In het wetgevingstraject is diverse keren gezegd dat hetgeen in de wet wordt vastgelegd moet worden gezien als het minimum. Dat betekent dus dat op instellingsniveau verdergaande bevoegdheden kunnen worden afgesproken.

  • Vindt de minister het aanvaardbaar dat de MR-bevoegdheden op dit gebied op instellingsniveau nog verder kunnen worden uitgebreid? En zo nee, hoe gaat zij dat voorkomen?

Er zijn ook scholen die andere vormen hebben dan alleen een raad van toezicht en een bezoldigd college van bestuur. Ik denk aan de kleinere scholen, vooral in het PO. Daar wordt zeer regelmatig gewerkt met een directeur en daarnaast een bestuur met bestuurlijke en toezichthoudende taken. Een dergelijk bestuur is onbezoldigd, het wordt gekozen door de leden van de vereniging, oftewel door de Algemene ledenvergadering. Het zou vreemd zijn als na een statutair geregelde bestuursverkiezing door de medezeggenschapsraad een negatief advies wordt uitgebracht.

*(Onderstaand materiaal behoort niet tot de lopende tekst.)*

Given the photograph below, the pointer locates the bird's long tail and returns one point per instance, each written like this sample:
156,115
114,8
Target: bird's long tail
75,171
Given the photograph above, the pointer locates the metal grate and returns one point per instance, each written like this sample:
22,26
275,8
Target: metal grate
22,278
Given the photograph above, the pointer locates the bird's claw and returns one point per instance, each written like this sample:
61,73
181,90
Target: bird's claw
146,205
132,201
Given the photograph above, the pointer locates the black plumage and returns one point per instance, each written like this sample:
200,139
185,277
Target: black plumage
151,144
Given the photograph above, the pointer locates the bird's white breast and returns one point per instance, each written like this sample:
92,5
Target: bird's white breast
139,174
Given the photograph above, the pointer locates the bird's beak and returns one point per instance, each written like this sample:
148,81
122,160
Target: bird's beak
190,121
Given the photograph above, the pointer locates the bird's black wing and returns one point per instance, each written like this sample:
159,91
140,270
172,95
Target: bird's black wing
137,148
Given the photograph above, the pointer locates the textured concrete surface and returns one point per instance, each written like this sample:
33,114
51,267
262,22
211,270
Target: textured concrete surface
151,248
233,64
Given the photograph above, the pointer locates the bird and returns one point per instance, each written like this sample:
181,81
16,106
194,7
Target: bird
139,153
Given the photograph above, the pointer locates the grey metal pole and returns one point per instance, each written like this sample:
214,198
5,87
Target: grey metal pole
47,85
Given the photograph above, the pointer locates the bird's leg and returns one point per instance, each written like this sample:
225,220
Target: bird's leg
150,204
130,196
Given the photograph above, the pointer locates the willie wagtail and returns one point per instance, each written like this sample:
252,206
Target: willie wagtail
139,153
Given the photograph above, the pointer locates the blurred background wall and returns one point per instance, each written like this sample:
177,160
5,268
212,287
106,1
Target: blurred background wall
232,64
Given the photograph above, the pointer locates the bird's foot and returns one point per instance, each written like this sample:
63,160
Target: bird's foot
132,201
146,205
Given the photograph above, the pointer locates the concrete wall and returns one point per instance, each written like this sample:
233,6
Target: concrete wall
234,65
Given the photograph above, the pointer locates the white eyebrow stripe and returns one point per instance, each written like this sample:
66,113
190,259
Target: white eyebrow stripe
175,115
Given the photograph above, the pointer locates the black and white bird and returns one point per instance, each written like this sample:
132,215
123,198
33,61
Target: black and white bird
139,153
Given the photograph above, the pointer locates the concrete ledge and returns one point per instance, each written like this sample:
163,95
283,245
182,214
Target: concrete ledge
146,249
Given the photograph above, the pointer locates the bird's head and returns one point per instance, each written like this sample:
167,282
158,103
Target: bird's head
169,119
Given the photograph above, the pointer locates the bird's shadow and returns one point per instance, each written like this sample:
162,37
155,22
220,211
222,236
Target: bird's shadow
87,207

  • Kan de minister klip en klaar aangeven dat het bij het adviesrecht met betrekking tot benoeming en ontslag van bestuurders niet gaat over vrijwillige bestuursleden van een vereniging, maar dat dit alleen gaat over bezoldigde bestuurders?

MdV, ik sluit af. Er dient een scherpe lijn te zijn tussen zeggenschap en medezeggenschap. Ik kom even terug op die ondernemer die de stoel van de zeggenschap aanbood aan degenen die om medezeggenschap vroegen. De fractie van de SGP heeft sterk het gevoel dat door deze wet het medezeggenschapsorgaan op de verkeerde stoel wordt gezet.

Vandaar dat ik met belangstelling uitzie naar de antwoorden op mijn vragen.